Bill Striegel

No. 68, 75, 72
- Positions: Guard, tackle, linebacker

Personal information
- Born: May 28, 1936 Easton, Kansas, U.S.
- Died: July 23, 1992 (aged 56) San Joaquin County, California, U.S.
- Listed height: 6 ft 2 in (1.88 m)
- Listed weight: 235 lb (107 kg)

Career information
- High school: Chico (CA)
- College: Pacific
- NFL draft: 1958 (8th round, 88th overall pick)

Career history
- Philadelphia Eagles (1959); Dallas Cowboys (1960)*; Oakland Raiders (1960); Boston Patriots (1960);
- * Offseason or practice squad member only

Career NFL/AFL statistics
- Games played: 18
- Games started: 2
- Stats at Pro Football Reference

= Bill Striegel =

American football player (1936–1992)

William Joseph Striegel (May 28, 1936 – July 23, 1992) was an American football offensive guard in the National Football League (NFL) for the Philadelphia Eagles. He also was a member of the Oakland Raiders and Boston Patriots in the American Football League (AFL). He played college football at the University of the Pacific.

==Early life==
Striegel attended Chico Senior High School. He accepted a football scholarship from the University of the Pacific. He became a starter as a two-way tackle.

==Professional career==
Striegel was selected by the Philadelphia Eagles in the eighth round (88th overall) of the 1958 NFL draft. He suffered an injury in practice with the 1958 College All-Star steam and was lost for the season. On May 9, 1959, he was re-signed by the Eagles and was converted into an offensive guard during training camp. He appeared in 12 games as a backup.
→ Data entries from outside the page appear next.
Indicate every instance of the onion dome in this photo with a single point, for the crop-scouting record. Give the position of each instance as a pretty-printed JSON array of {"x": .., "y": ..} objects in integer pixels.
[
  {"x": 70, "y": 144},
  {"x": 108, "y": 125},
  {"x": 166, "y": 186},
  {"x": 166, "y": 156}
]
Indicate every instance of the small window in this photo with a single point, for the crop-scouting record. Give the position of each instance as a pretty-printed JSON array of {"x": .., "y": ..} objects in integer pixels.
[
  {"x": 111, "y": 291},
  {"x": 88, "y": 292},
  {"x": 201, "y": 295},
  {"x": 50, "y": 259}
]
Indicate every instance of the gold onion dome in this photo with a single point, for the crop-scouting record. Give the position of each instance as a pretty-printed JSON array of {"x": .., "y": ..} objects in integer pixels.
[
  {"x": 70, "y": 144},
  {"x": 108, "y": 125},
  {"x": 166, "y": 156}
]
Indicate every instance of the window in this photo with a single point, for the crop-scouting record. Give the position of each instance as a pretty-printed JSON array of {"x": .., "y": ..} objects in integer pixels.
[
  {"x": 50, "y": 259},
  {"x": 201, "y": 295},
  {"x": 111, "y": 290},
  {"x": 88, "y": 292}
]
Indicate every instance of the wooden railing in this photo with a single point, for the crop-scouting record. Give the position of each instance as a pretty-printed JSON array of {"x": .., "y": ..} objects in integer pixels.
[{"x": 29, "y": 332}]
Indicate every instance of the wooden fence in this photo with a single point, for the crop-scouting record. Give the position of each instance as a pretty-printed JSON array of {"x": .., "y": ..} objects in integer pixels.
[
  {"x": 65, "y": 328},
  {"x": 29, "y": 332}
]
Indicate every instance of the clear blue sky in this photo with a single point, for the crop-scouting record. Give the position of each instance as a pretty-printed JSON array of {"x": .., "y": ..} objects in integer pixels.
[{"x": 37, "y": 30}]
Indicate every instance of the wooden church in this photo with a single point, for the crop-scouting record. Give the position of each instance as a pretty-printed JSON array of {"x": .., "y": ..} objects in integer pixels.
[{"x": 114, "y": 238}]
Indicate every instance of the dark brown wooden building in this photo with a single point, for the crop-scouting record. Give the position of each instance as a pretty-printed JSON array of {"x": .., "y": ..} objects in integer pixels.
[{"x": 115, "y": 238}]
In 1960, Striegel was selected by the Dallas Cowboys in the expansion draft. He was tried at linebacker and defensive end. He was released before the start of the season in September.

On September 19, 1960, he was signed as a free agent by the Oakland Raiders of the American Football League to play as an offensive tackle. He appeared in one game during their inaugural season before being cut in October.

In October 1960, he signed with the Boston Patriots of the American Football League to play as a linebacker. He appeared in 5 games with one start during their inaugural season.

==Personal life==
In September 1965, he was hired by the expansion franchise Atlanta Falcons to work as a scout.